Friday, October 14, 2016

REFLECTION ON A LONG AND BLESSED LIFE NO.39: BEGINNING MY CAREER AS AN EDUCATOR


 When the day after Labor Day arrived in 1950 I was ready for my first day of teaching. I had decorated the classroom. I made sure the desks, which were bolted down to 2 x 4 runners, were all perfectly aligned. I had carefully prepared a set of watercolors and brushes for each student. I had tried to memorize the names of the 32 students in my room in grades 4-8. I had bought extra gel for the clumsy purple ditto copy trays. Of course, I was somewhat nervous but also quite confident. After all I myself had gone to grades 1-8 in a two room Lutheran school. I had had a full year of internship teaching grades 1-4. I was excited and ready to roll.

I loved teaching and I loved my kids and I think I did a fair job. Now some 65 years later I remember especially one teaching activity that went very well. Tracy was a town of about 10,000. We did a total classroom project across grade levels. Students got themselves into self-selected groups with each group choosing one aspect of the city to study and report on. The groups included: making a map of the city, meeting with the city’s Director of Recreation, meeting with the Chief of Police, going to the big tomato processing plant, interviewing the editor of the town weekly newspaper etc. Each group did its homework and then reported to the entire classroom. As various city leaders heard how “those kids” from St. Paul’s Lutheran school had interviewed their colleagues there was a very positive reaction.

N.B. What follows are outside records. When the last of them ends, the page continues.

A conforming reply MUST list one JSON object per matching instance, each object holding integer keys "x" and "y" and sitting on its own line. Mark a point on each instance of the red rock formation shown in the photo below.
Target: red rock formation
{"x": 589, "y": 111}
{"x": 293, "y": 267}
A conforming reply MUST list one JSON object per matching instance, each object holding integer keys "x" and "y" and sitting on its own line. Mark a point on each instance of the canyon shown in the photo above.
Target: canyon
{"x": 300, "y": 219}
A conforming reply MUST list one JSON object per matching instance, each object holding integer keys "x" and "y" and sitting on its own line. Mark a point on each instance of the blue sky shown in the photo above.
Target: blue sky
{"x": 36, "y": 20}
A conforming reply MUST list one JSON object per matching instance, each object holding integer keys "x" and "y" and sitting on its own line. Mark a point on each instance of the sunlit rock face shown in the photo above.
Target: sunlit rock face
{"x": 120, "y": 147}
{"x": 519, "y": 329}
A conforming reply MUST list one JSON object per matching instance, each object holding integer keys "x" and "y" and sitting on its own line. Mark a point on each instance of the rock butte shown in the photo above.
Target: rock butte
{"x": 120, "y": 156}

I used an organization design for teaching that I had learned from my father. Religion, social studies, music, and art were taught to all 5 grades at once. However, reading and arithmetic were taught grade by grade. I had the kids from each grade come to the front of the room, gather around a table and we studied and learned together. Meanwhile the other classes were busy with workbook assignments. We focused on the basics and our kids really excelled way above state and local norms on standardized tests. I think I was reasonably effective but I never did consider classroom discipline to be one of my strengths. We faced the realty of widely different student abilities with not too much trouble Since we were multi-grade the brighter kids could join the grade above them for specific work and the weaker students could get reviews by listening to the lessons taught in the grades below them.

The 1950’s were days when the whole paradigm of Lutheran Church-Missouri Synod schools was changing and my school represented the new realities. We made the switch from when all children in the school were Lutheran to an enrollment predominantly non-Lutheran. We moved from children paying no tuition and all costs being covered by funds from the congregation budget to charging tuition and receiving very little (if any) congregational financial support.  My memory is that our tuition was $10.00 a month.

Fund raising was a pretty new thing for Lutheran schools then but it was central to our financial viability. Thus at least once a month I was joined by boy students as we used a borrowed truck and went throughout the city collecting newspaper which, of course, we sold. My other fund-raising methods were not at all creative and not very effective. I now often wish I could go back to those days and do a better job.

When I compare my experience with my colleagues of today I see great differences. All my students were white and native speakers of English. Pick-up permission slips from feuding divorced parents was unheard of. Peanut butter allergies were not yet on the agenda. Cell phones and computers were distant dreams. It was usually assumed that if a student and a teacher had a conflict the teacher was in the right. Mandatory state tests were nowhere on the horizon for non-public schools.  “Titles” were names of books and unrelated to government programs or requirements. LGBTQ were random letters of the alphabet.

I was accountable to a School Board made up of congregation members (all male). They were very supportive (though I had to agree to disagree with the chairman of the Board who refused to have his 3 children in our school vaccinated against any disease).

Naturally, I have some regrets: I had a few kids with some relatively serious behavior/adjustment problems and I wish I had been more helpful. I did not teach enough creative writing. I wish I had challenged the brightest kids more. As a principal I was seriously lacking in providing support to my teaching colleagues. During my years at Tracy I had two first-year teachers. I do not think I visited their classrooms for even one day. I did not seek classroom aides for them. The best I can say for myself (and that is not much) is that I was available to them and stood behind them when they had any issue with an unhappy parent.

The boys in the school would probably be in agreement that the best thing that Teacher Kieschnick brought to their school was that (for the first time) the school basketball team had uniforms and was actually allowed to play a game or two against another school team. They and their female classmates would also applaud that sometimes when we got into really close soccer games recess time just kept getting extended until one team of the other scored the winning goal. And I do hope and pray that every one of my former students went away convinced (and still believing today) that God loves them.


As it turned out, I ended up spending only 6 years of my over 50 years as an educator being a classroom teacher. I enjoyed it and to this day have nothing but the greatest respect for the “ordinary” classroom teachers who just happen to be among the most important change agents on this planet.